Wednesday 12 December 2012

Better off on benefits

I am not shocked by this headline:


When George Osborne delivered the Autumn Statement last week, announcing that benefits will be raised only by 1% for the next three years instead of in line with inflation, there were understandably mumbles (and stammers*) from the Opposition.

The truth is for a few years now benefits claimants have seen increases in their benefits that are not in line with inflation faced by those in work.

The rate of inflation is calculated on the rate of inflation of a particular month in the preceding year, usually September. So while the rate of inflation (CPI) for September* in a previous year has been 5.2%, meaning that benefits claimants saw a 5.2% rise in their benefits, the rate of inflation for the WHOLE YEAR has been much lower, and those who are in work saw their wages adjusted to a rate much lower than 5.2%.

* 19/12/12: Link and these words added.

Last September the CPI (Consumer Prices Index) was 2.2%, but the average pay rise will be 1.5%. So if benefits were raised in line with CPI, those on benefits would be doing far better than those in work.

I see clients who tell me that they 'cannot afford to go out to work' because they would be earning less than if they were on benefits.

These are usually single mothers with one or more children under 16. They get Child Tax Credits on the basis of being single parents.

In other words they are incentivized to become single parents.

Where is the logic in this? None whatsoever.

When Gordon Brown introduced these tax credits, many, many people were happy to vote for his party to remain in office.

There are also Working Tax Credits. So if you work minimum hours (used to be 16, now 30 if in a couple) the taxpayer tops up your pay.

Result: people work minimum hours in order to benefit. Why work 40 hours when you could get nearly the same by working just 16 hours?

On the other hand people who work 40 hours on minimum wage only get £12,875.20 BEFORE TAX. The unemployed woman in the linked story above gets an untaxed £15,480 (according to the report).

Holidays

When was the last time you enjoyed a six-month holiday?

One of our clients took his parents (all three receive all sorts of benefits) on a six-month holiday back to India. He even came back with a wife. If he could afford to go on such a long holiday, surely we are paying too much in benefits.

I also have clients who come to complain their electricity and gas bills are too high. "It cannot be right. I was not living there. I was on holiday in Sweden for a month."

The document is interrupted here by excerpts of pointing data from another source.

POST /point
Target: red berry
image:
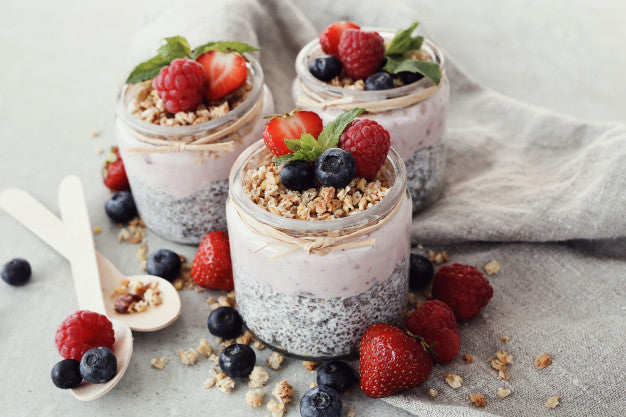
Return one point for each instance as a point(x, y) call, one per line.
point(329, 39)
point(290, 126)
point(212, 267)
point(462, 287)
point(391, 361)
point(361, 53)
point(434, 322)
point(180, 85)
point(224, 72)
point(82, 331)
point(369, 143)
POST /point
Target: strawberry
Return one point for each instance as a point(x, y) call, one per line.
point(212, 267)
point(391, 361)
point(114, 173)
point(224, 72)
point(290, 126)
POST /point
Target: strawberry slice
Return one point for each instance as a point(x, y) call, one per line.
point(225, 72)
point(290, 126)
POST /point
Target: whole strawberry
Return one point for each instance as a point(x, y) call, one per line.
point(462, 287)
point(391, 361)
point(435, 322)
point(369, 143)
point(114, 173)
point(212, 267)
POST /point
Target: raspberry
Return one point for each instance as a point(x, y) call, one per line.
point(464, 288)
point(180, 85)
point(82, 331)
point(434, 321)
point(361, 53)
point(369, 143)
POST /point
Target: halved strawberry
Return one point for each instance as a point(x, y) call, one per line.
point(290, 126)
point(329, 39)
point(225, 72)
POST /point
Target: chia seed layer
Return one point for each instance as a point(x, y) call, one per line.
point(319, 328)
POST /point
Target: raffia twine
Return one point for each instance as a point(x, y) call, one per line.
point(320, 245)
point(313, 99)
point(204, 143)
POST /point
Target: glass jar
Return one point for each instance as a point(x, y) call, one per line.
point(416, 130)
point(305, 304)
point(180, 191)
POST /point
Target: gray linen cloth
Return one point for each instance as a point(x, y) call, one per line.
point(547, 191)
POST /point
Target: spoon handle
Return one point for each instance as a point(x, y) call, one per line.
point(80, 246)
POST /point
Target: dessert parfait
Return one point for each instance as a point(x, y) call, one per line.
point(319, 232)
point(398, 78)
point(183, 117)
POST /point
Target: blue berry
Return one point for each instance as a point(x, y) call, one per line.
point(325, 68)
point(120, 207)
point(16, 272)
point(298, 175)
point(164, 263)
point(335, 167)
point(225, 322)
point(421, 271)
point(321, 402)
point(379, 81)
point(66, 374)
point(98, 365)
point(335, 374)
point(237, 360)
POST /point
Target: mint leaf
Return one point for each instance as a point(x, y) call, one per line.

I suspect clients like this are also claiming benefits in Sweden because governments do not share data, cannot share data, lots of claimants, it is rumoured, have wives in different countries, where they claim all sorts of benefits as single parents while the fathers flit in and out of these various countries, having more and more children and getting richer on benefits.

Can this be right?

31/12/2012: Do read IDS's article and reports. A writer commented:

I could have told IDS this many years ago. I remember a couple with three children taking on a £1200 a month mortgage. They weren't particularly hard working or in lofty positions or one's to skimp on things. When I asked them if they worried about meeting the payments they told me their tax credits more than paid for it.

So like many other millions they were being awarded living standards which they in no way deserved by the welfare system.

At the same time people were turning down overtime and promotion because the tax credit system made them worse off for doing so. It really is an unfair and extremely wasteful system which distorts the proper functioning of the labour market.

Which begs the question of why IDS is only raising this issue now and why they  haven't abolished them completely. We managed and fared much better without them.